The hottest technology company in the Boston area sits in a low-slung 100-year-old converted factory in the West Cambridge Industrial Park, not far from the Concord Avenue rotary. Inside its modest lobby hangs a 2-by-4-foot display. Messages scroll across it: “Welcome to E-Ink … the time is now 2:58 p.m. ’’ It’s 30 minutes slow.
The sign doesn’t use light-emitting diodes, the standard for scrolling displays. Instead, it was one of the early commercial applications of E-Ink’s electrophoretic technology. Electrophoretics uses electricity to move particles in fluid. In this case, the particles are black and white, positively or negatively charged, and E-Ink’s software manipulates them with electric current to create messages that appear to scroll across a sign or to mimic the look of words on paper. Back in the early part of this decade, when E-Ink was a struggling start-up, the lobby sign showed it had a working product. Today, it reminds us that sometimes you have to fail in order to succeed.
Signs nearly put E-Ink out of business. Its first product was a sign, much smaller than the one in its lobby, for pricing goods in retail stores. Retailers could automatically update prices on these signs from a central location via the pager network, saving money and improving accuracy.
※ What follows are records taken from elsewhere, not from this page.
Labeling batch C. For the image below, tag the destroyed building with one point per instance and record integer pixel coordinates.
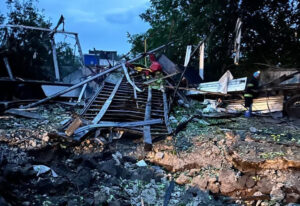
(144, 130)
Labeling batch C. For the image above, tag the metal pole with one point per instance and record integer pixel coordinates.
(90, 79)
(56, 69)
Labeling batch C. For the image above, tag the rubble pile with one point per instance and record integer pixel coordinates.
(81, 178)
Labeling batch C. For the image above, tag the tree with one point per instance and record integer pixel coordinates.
(268, 31)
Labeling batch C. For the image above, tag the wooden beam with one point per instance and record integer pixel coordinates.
(128, 78)
(24, 114)
(146, 130)
(92, 99)
(56, 69)
(166, 112)
(107, 102)
(103, 124)
(153, 80)
(79, 50)
(73, 126)
(8, 68)
(34, 28)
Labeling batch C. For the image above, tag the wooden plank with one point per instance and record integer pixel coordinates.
(103, 124)
(262, 104)
(73, 126)
(128, 78)
(166, 112)
(153, 80)
(92, 99)
(107, 102)
(146, 130)
(8, 68)
(24, 114)
(56, 69)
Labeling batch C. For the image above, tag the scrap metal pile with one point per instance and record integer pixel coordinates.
(121, 107)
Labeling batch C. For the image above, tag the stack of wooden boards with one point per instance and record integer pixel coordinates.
(261, 105)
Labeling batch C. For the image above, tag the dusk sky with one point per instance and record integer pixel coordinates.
(101, 24)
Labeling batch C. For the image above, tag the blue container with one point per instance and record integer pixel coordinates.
(90, 60)
(248, 114)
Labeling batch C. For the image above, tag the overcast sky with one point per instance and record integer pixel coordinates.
(102, 24)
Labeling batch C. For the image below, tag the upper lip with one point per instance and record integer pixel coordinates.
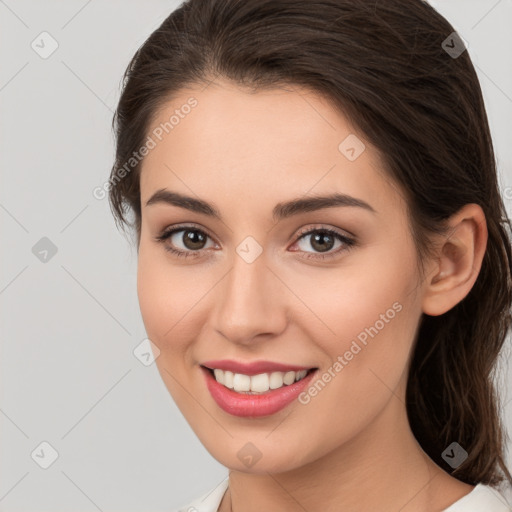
(252, 368)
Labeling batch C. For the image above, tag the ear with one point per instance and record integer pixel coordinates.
(459, 259)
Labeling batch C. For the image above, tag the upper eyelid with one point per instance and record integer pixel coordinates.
(302, 232)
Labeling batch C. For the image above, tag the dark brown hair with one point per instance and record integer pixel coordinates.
(385, 65)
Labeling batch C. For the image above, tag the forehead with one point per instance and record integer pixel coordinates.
(269, 143)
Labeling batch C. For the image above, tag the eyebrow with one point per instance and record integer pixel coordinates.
(281, 210)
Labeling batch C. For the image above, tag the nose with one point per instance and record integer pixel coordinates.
(250, 302)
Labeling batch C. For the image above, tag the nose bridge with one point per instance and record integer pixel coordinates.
(249, 302)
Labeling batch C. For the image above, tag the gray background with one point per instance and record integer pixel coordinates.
(70, 324)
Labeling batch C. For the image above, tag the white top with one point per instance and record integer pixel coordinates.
(483, 498)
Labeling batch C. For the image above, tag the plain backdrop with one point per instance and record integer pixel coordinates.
(69, 313)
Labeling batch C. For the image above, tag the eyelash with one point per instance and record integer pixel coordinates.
(349, 243)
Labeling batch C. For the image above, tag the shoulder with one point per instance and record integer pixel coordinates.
(482, 497)
(209, 501)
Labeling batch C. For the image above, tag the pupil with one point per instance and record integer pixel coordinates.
(318, 245)
(193, 239)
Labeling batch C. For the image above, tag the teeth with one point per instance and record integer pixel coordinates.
(260, 383)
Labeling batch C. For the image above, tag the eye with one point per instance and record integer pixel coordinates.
(193, 240)
(323, 240)
(189, 243)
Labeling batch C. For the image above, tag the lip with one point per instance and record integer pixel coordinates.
(252, 368)
(254, 406)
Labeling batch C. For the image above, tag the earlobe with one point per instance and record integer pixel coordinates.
(458, 262)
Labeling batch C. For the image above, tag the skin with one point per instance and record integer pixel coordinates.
(351, 446)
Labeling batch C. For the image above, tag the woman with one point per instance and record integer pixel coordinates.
(324, 258)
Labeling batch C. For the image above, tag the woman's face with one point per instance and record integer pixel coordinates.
(251, 286)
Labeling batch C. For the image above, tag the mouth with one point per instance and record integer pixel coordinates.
(252, 396)
(257, 384)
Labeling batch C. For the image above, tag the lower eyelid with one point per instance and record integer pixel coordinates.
(346, 241)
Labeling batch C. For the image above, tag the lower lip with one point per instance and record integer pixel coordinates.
(253, 406)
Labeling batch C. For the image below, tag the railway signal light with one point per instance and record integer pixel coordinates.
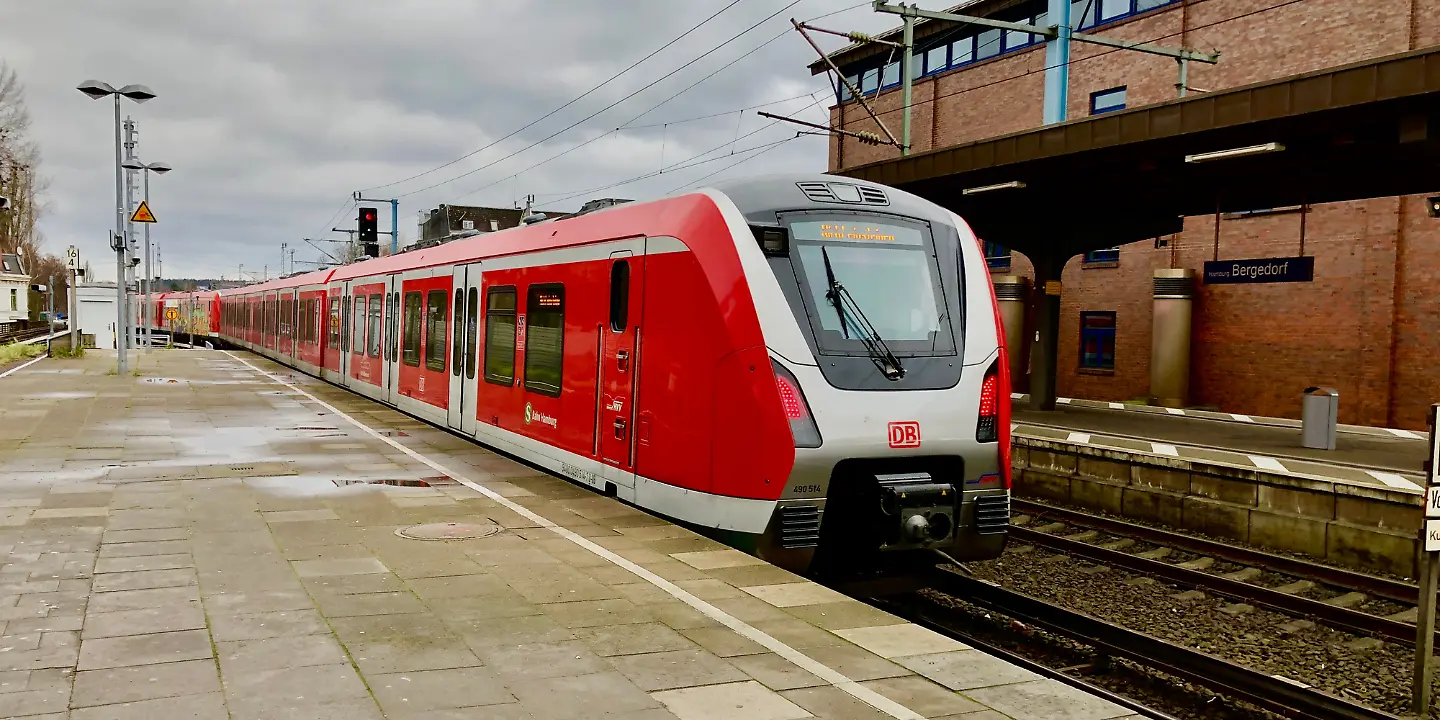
(369, 234)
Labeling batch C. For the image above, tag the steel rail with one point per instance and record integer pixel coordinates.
(1278, 694)
(1332, 615)
(1181, 444)
(912, 611)
(1387, 588)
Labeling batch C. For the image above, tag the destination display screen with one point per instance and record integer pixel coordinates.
(884, 234)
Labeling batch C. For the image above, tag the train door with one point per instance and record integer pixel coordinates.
(618, 366)
(392, 337)
(465, 301)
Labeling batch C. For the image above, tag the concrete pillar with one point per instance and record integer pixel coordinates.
(1013, 294)
(1170, 343)
(1046, 303)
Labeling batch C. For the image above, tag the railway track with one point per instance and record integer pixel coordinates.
(1276, 694)
(19, 336)
(1339, 611)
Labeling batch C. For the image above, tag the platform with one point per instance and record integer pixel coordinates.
(223, 537)
(1380, 457)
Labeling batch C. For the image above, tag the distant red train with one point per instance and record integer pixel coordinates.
(811, 365)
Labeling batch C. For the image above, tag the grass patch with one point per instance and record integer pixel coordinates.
(18, 352)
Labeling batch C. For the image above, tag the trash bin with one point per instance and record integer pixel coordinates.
(1318, 418)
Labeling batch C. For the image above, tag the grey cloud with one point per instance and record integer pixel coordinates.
(274, 111)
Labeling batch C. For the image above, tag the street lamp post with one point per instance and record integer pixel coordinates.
(147, 169)
(98, 90)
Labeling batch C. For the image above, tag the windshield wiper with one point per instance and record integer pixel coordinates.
(846, 306)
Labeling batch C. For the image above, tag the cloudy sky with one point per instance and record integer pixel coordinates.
(274, 111)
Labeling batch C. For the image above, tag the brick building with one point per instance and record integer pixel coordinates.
(1368, 324)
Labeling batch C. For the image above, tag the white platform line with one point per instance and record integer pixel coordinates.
(1263, 462)
(1393, 480)
(7, 373)
(801, 660)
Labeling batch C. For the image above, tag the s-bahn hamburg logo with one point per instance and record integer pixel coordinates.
(905, 434)
(539, 416)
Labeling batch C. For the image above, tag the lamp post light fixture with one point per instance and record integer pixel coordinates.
(144, 316)
(97, 90)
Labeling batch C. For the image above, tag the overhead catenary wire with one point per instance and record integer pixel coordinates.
(1102, 54)
(605, 108)
(612, 78)
(687, 163)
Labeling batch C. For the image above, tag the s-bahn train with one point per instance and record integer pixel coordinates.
(810, 366)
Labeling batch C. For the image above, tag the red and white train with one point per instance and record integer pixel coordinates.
(810, 365)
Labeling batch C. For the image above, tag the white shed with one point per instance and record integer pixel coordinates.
(95, 314)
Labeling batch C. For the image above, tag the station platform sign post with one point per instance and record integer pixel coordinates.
(1429, 576)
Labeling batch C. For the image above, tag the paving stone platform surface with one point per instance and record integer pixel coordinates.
(210, 540)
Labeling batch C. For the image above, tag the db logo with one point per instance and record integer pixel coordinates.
(905, 434)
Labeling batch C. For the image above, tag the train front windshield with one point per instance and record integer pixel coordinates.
(883, 274)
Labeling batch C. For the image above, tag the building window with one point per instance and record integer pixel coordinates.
(890, 77)
(545, 339)
(1106, 255)
(1108, 101)
(500, 336)
(1098, 340)
(997, 257)
(411, 353)
(435, 333)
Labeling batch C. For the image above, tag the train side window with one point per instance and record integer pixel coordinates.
(359, 327)
(619, 295)
(458, 340)
(435, 333)
(344, 326)
(545, 339)
(470, 333)
(412, 330)
(389, 327)
(500, 336)
(373, 346)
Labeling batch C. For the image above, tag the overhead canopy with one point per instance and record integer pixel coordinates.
(1350, 133)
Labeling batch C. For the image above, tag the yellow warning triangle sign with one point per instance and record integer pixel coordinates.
(143, 215)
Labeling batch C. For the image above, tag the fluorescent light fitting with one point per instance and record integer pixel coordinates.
(1239, 151)
(988, 187)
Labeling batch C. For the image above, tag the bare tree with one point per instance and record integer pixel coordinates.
(20, 180)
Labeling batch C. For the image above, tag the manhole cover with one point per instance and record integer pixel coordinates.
(448, 532)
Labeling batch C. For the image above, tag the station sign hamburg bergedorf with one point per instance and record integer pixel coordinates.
(1260, 270)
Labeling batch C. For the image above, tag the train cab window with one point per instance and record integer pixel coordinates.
(619, 295)
(458, 340)
(435, 331)
(412, 330)
(373, 346)
(545, 339)
(359, 327)
(470, 333)
(500, 336)
(344, 326)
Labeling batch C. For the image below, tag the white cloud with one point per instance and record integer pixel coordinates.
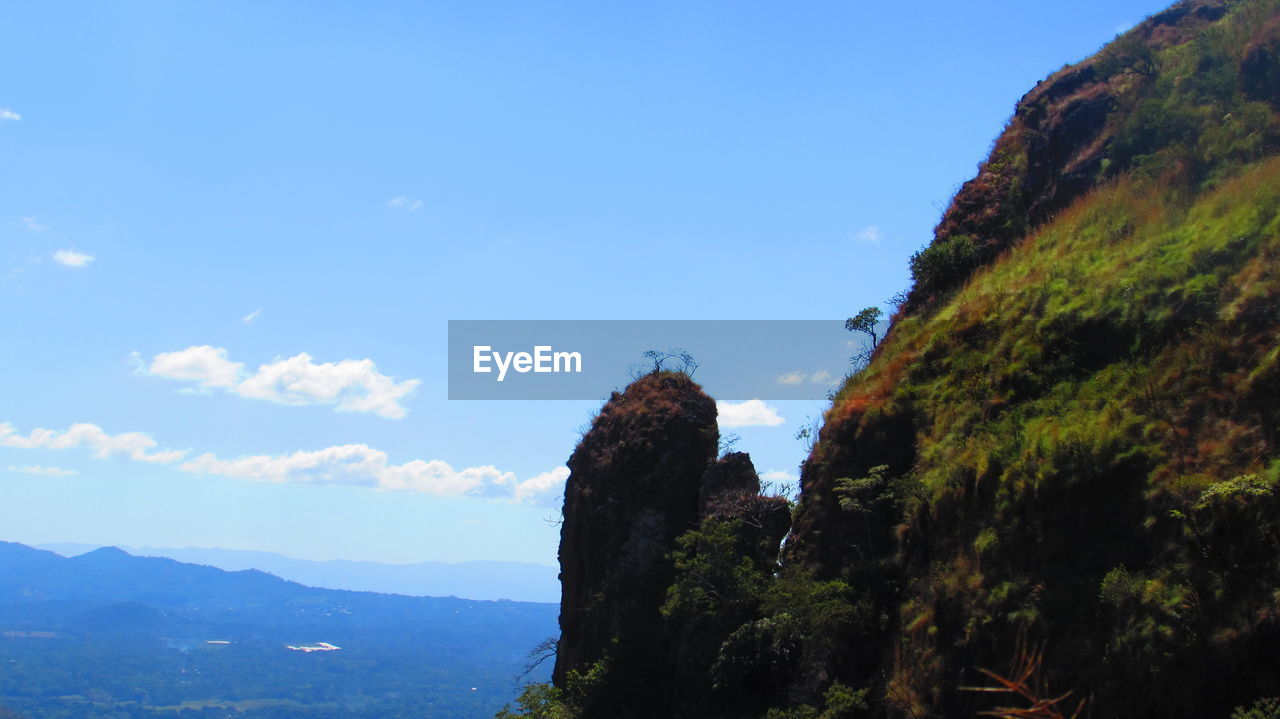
(131, 445)
(42, 471)
(72, 259)
(201, 363)
(750, 413)
(821, 378)
(346, 465)
(407, 204)
(362, 465)
(352, 385)
(543, 488)
(869, 234)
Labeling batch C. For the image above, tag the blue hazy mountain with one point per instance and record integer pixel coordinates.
(106, 633)
(516, 581)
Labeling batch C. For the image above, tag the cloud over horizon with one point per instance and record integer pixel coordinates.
(72, 259)
(41, 471)
(750, 413)
(351, 385)
(82, 435)
(346, 465)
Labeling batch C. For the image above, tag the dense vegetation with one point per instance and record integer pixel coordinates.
(114, 636)
(1060, 468)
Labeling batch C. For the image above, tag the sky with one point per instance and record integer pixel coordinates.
(232, 236)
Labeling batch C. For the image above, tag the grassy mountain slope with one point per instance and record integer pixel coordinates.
(1069, 436)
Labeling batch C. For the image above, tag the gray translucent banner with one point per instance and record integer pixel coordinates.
(589, 358)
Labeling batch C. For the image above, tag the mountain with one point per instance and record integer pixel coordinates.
(106, 633)
(1055, 488)
(516, 581)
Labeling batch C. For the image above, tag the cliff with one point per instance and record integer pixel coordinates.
(1059, 468)
(1074, 413)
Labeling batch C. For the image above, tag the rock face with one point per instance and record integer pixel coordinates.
(644, 475)
(635, 485)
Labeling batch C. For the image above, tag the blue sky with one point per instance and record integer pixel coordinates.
(232, 236)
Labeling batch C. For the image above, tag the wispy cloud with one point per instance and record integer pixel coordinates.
(344, 465)
(351, 385)
(869, 234)
(41, 471)
(129, 445)
(72, 259)
(819, 378)
(750, 413)
(362, 465)
(407, 204)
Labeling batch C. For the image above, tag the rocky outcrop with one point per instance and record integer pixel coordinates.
(635, 485)
(1057, 145)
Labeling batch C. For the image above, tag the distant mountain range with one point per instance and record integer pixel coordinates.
(109, 635)
(516, 581)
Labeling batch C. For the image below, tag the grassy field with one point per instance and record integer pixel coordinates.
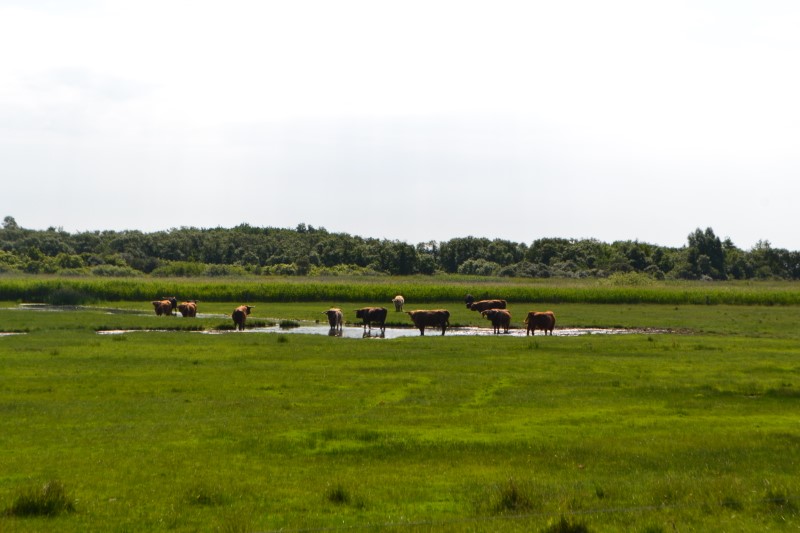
(691, 430)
Only it turned out that lots of stores lay outside of pager range. Ones that were in pager range tended to have steel roofs, foiling the updates. By 2001, E-Ink was nearly out of cash, and in the wake of the dot-com crash, it was difficult to get more. So, according to cofounder and current CEO Russ Wilcox, E-Ink decided to dump all of its projects save one: making the electronic ink and related software for a digital book reader Sony was planning.